Lembach a commémoré ce vendredi 4 octobre les 100 ans de la naissance du poète Henri Mertz, originaire du village et fervent défenseur de l’alsacien, dans l’école primaire qui porte son nom. Son œuvre est marquée par les tourments de l’Alsace, et par l’amour de son dialecte.
« Remarquable, très modeste », mais qui n’avait pas peur « de l’ouvrir » dans le domaine littéraire : la description que fait le maire de Lembach, Charles Schlosser, du poète Henri Mertz, trahit l’admiration qu’il a prêtée à cet ami, avec qui il a entretenu une correspondance suivie pendant plusieurs années. La commune commémorera donc le centenaire de la naissance à Lembach de l’artiste, à l’école qui porte son nom depuis 2016.
Une vie marquée par la Seconde Guerre mondiale
Henri Mertz est né le 4 octobre 1919 à Lembach. Son père était forgeron : la grange dans laquelle il travaillait se dresse encore à deux pas de la mairie. Devant la maison paternelle glougloute une fontaine, qui lui inspirera plusieurs poèmes.

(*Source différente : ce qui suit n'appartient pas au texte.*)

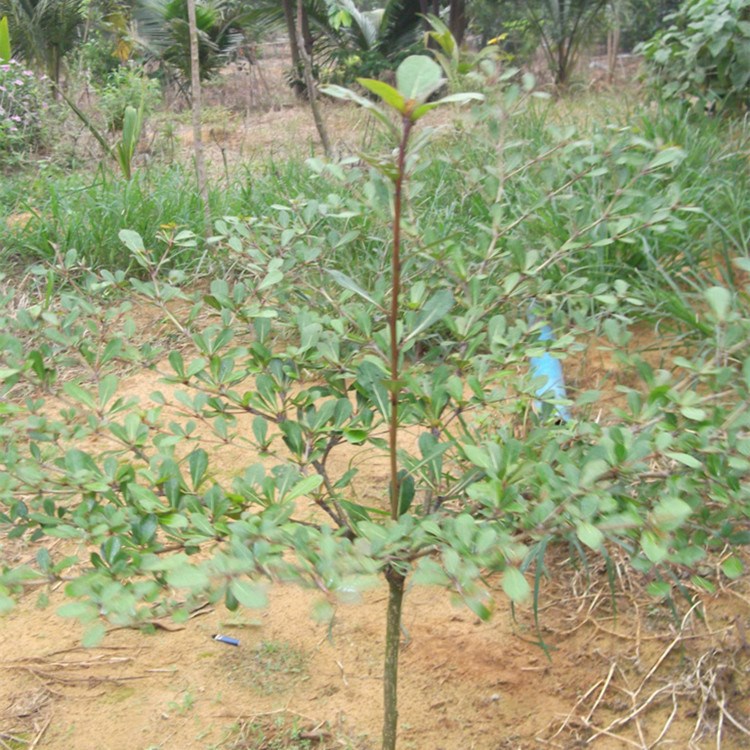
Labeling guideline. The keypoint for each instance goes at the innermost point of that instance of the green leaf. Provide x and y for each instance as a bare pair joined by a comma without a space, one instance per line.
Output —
248,594
670,513
187,577
387,93
462,98
79,394
6,604
515,585
436,308
343,93
83,611
672,156
198,462
417,77
732,567
4,40
343,280
304,487
653,547
685,458
693,413
590,535
720,300
405,492
132,241
592,471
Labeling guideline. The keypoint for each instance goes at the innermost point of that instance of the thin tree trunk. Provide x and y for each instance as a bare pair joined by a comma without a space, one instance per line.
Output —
291,28
457,20
195,84
613,50
392,647
310,81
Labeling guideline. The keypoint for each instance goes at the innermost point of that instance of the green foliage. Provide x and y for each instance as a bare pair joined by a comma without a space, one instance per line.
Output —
356,44
164,25
131,133
563,26
704,53
294,361
4,40
127,87
44,31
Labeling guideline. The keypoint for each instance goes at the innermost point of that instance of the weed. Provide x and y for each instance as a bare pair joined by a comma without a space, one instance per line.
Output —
275,666
284,731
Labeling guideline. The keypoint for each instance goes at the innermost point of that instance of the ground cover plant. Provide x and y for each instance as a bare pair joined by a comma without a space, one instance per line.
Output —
293,362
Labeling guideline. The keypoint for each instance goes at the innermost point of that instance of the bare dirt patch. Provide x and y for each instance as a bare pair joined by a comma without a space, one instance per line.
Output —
617,672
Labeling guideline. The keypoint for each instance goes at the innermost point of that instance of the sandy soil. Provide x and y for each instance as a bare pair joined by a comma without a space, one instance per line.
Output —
634,677
636,673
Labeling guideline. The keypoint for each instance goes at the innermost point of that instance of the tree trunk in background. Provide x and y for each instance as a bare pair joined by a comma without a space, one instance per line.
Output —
310,81
195,84
291,29
457,21
613,50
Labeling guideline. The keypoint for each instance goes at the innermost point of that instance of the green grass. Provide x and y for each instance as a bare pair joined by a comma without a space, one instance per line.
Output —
451,199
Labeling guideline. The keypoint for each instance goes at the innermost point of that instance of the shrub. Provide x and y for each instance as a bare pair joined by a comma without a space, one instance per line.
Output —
126,87
21,104
704,53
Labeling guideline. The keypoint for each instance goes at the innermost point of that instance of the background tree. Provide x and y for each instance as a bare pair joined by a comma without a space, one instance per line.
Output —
562,26
45,31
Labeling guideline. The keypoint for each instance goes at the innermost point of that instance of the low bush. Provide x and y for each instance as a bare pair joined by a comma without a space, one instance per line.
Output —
21,105
704,53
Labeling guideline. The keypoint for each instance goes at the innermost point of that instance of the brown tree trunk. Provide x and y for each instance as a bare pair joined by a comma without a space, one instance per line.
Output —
310,81
195,85
292,31
613,50
457,22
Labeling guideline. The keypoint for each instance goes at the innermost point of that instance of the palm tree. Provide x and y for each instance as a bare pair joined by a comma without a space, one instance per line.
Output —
44,31
165,31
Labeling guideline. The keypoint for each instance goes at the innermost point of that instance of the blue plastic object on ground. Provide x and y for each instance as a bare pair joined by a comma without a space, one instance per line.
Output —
550,368
226,639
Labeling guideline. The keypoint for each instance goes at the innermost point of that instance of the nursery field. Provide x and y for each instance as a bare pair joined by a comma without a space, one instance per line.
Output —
269,429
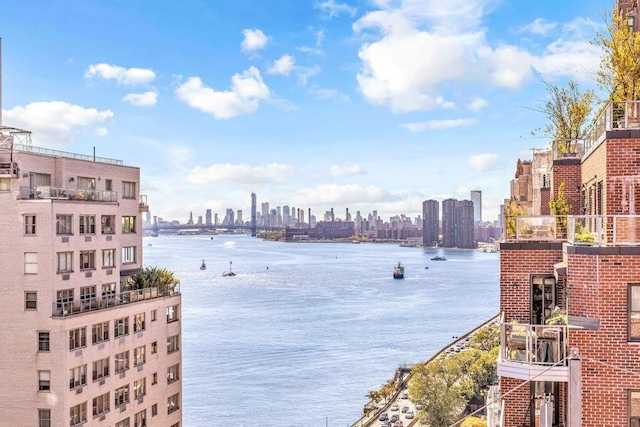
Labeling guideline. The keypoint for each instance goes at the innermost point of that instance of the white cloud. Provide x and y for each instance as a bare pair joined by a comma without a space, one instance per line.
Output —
54,122
147,99
539,26
247,90
241,174
253,41
333,8
438,124
484,162
282,66
125,76
478,104
328,94
340,171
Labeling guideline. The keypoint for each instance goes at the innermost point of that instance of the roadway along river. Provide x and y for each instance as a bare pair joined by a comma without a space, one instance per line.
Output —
304,330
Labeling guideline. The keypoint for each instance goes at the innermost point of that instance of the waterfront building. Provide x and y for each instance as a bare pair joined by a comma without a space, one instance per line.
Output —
581,273
476,198
80,347
430,223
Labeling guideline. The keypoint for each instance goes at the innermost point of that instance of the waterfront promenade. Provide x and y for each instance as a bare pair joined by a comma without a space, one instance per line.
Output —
402,378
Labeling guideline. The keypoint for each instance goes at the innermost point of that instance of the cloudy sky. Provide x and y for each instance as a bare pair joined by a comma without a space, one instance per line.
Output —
366,104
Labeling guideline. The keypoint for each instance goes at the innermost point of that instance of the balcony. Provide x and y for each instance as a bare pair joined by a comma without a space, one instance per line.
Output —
533,352
114,300
576,230
64,193
142,204
624,115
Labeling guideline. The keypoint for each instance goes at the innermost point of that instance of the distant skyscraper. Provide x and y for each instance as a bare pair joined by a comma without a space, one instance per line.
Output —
430,223
448,223
464,224
476,198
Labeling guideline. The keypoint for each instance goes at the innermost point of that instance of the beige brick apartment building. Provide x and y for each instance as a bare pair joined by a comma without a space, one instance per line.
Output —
78,348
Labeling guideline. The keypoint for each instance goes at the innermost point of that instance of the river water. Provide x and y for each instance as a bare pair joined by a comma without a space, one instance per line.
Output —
304,330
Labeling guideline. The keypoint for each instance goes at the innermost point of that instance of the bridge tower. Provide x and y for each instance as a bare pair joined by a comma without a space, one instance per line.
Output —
253,215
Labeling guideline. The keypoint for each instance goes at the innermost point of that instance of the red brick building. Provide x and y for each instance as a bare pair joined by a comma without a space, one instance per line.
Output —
587,265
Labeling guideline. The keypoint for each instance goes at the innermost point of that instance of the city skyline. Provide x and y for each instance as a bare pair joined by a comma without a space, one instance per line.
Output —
372,104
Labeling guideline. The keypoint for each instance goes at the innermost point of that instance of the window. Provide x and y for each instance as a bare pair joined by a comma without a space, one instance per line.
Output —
87,260
101,405
139,355
128,190
30,263
86,183
128,254
44,380
108,258
173,403
87,224
31,300
108,224
77,338
172,313
44,417
65,262
64,224
77,376
87,293
121,395
108,289
44,342
78,414
29,224
100,332
173,373
128,224
173,344
100,369
121,362
64,298
138,322
140,419
139,387
121,327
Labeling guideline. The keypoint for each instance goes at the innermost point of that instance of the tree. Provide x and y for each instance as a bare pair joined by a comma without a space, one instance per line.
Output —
441,388
152,277
568,111
619,72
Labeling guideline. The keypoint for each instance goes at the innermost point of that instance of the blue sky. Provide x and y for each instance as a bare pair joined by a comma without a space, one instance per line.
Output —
366,104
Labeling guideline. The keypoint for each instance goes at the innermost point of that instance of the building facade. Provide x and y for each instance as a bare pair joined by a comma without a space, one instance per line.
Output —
85,349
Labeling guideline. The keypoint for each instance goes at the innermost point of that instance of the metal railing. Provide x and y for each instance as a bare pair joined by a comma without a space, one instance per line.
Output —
533,344
65,193
57,153
619,115
62,309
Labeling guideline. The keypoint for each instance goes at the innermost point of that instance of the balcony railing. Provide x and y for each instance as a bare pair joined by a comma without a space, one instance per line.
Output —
113,300
65,193
616,116
533,344
577,230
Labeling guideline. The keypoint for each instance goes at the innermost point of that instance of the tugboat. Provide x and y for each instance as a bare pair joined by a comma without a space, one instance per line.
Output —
398,271
230,273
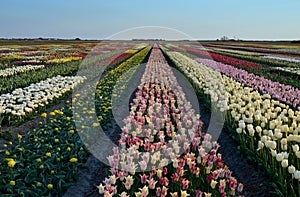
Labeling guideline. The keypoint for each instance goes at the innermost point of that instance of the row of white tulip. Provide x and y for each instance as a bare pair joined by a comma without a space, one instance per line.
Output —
26,100
19,69
272,127
282,58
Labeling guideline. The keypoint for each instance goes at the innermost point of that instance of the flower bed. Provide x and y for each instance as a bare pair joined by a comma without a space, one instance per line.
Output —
266,129
173,128
19,69
24,102
284,93
45,162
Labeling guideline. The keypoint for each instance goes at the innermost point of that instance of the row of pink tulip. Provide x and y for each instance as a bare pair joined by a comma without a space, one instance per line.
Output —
163,151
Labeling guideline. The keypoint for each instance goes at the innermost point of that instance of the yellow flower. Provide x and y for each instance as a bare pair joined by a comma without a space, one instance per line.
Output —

Il fréquente l’école primaire de Lembach, le collège de Niederbronn puis le lycée de Phalsbourg : en 1937, Henri Mertz est brillamment reçu à l’école normale des instituteurs de Strasbourg. L’école normale est évacuée à Périgueux en septembre 1939, Henri Mertz est mobilisé l’année suivante. Il passe ses examens à Périgueux, avant de rentrer en Alsace en octobre 1940.
La grange de la maison dans laquelle Henri Mertz est né en 1919 : son père était forgeron dans le village.
La vie d’Henri Mertz restera marquée par les événements de la Seconde Guerre mondiale. En tant qu’instituteur, il se voit d’abord imposer la formation réservée aux instituteurs alsaciens pour faire cours à de jeunes Allemands, qu’il suit à l’île de Reichenau, puis à Fribourg-en-Brisgau, avant d’enseigner dans une école du pays de Bade.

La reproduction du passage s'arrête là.